Oggi i dipendenti in Sit-in davanti all'Asp di via Alimena a Cosenza
***
La lettera
I pazienti psichiatrici non sono dei pacchi. Il paziente psichiatrico, per molto tempo, ha rappresentato, per la società, una “piaga” da isolare o, se possibile, sconfiggere. Il “folle” è stato trattato con tolleranza se non recava molestia, trattato come un criminale qualunque se aggressivo e giudicato pericoloso.
I nostri pazienti dell’ex istituto Papa Giovanni XXIII vista l’impossibilità spesso presente da parte dei familiari di una gestione continua e accurata, hanno trovato, dopo il periodo buio e di insoddisfacente assistenza subita, una nuova famiglia, in cui sono stati accolti, curati con continua supervisione, da parte di personale specializzato, nello svolgimento delle attività quotidiane e nelle necessità sociali. Dopo un lento e difficile ritorno ad un maggior rispetto della soggettività del paziente ad una normalità che ha ridonato ad ogni singolo paziente la dignità di esistere come persona e non più solo come “Malato mentale”, permettendo loro la possibilità di fornire nuovi punti di riferimento, di alleggerire il compito di assistenza alle famiglie, di attuare programmi riabilitativi personalizzati, i nostri pazienti si trovano costretti a subire un nuovo cambiamento e trasferimento dopo anni impiegati con dedizione e amore affinché Villa Igea diventasse per loro una nuova casa.

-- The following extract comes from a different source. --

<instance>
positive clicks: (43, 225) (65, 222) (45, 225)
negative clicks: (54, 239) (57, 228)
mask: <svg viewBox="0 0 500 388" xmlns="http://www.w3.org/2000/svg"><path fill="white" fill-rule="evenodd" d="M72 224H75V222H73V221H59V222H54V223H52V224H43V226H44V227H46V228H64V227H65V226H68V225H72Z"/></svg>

Staccare un individuo dalla propria abitazione, da nuovi affetti, ormai diventati una famiglia, significa far precipitare queste persone, già labili nel loro equilibrio psichico, in una crisi profonda e far vivere loro, per la seconda volta, un trauma difficile da superare, soprattutto trattandosi, per loro, di un ambiente accogliente e tale da aver garantito cura ed assistenza quotidiana. Gli ambienti, le persone, il mantenimento delle proprie abitudini rappresentano per ogni individuo, e per i nostri pazienti in particolar modo, gli elementi indispensabili per la conservazione di sè. Il rapporto con la propria casa, qualunque sia diventata, la propria famiglia ha sempre rappresentato, là dove questi ultimi siano adeguati e accoglienti, un importante e potente modulatore del decorso clinico della malattia. L’intento del personale di Villa Igea è sempre stato quello di mantenere ben saldi questi due elementi: l’accoglienza e la buona qualità di vita in struttura e il mantenimento, sempre vivo, del rapporto fra pazienti e familiari, per garantire quel legame che già la malattia psichiatrica ha minacciato e reso precario, rendendo possibile periodici incontri con i propri congiunti, che un ulteriore allontanamento renderebbe, per i familiari, difficoltosi.
In conclusione la nostra maggiore preoccupazione è rappresentata dalla salute dei pazienti, unico nostro reale interesse, che rappresentano, per noi, persone da rispettare, da amare, cui garantire continua cura, tutt’oggi come in questi ultimi tre anni, evitando loro l’ennesimo vissuto abbandono che si troverebbero, impotenti, a subire. Nonostante ciò l’Asp ha deciso, senza tener conto del parere dei familiari, il trasferimento dei pazienti il prossimo 1 febbraio. Si tratta dell’ennesima violenza ai danni di persone che non possono scegliere.
Laddove non dovessero emergere in tempi rapidi soluzioni alla situazione descritta risulteranno immediate le negative ricadute occupazionali in quanto la struttura sarà costretta, suo malgrado, a ricorrere ad una consistente riduzione di personale con un forte impatto in termini sociali ed economici sul territorio oltre che, prevedibilmente, di ordine pubblico.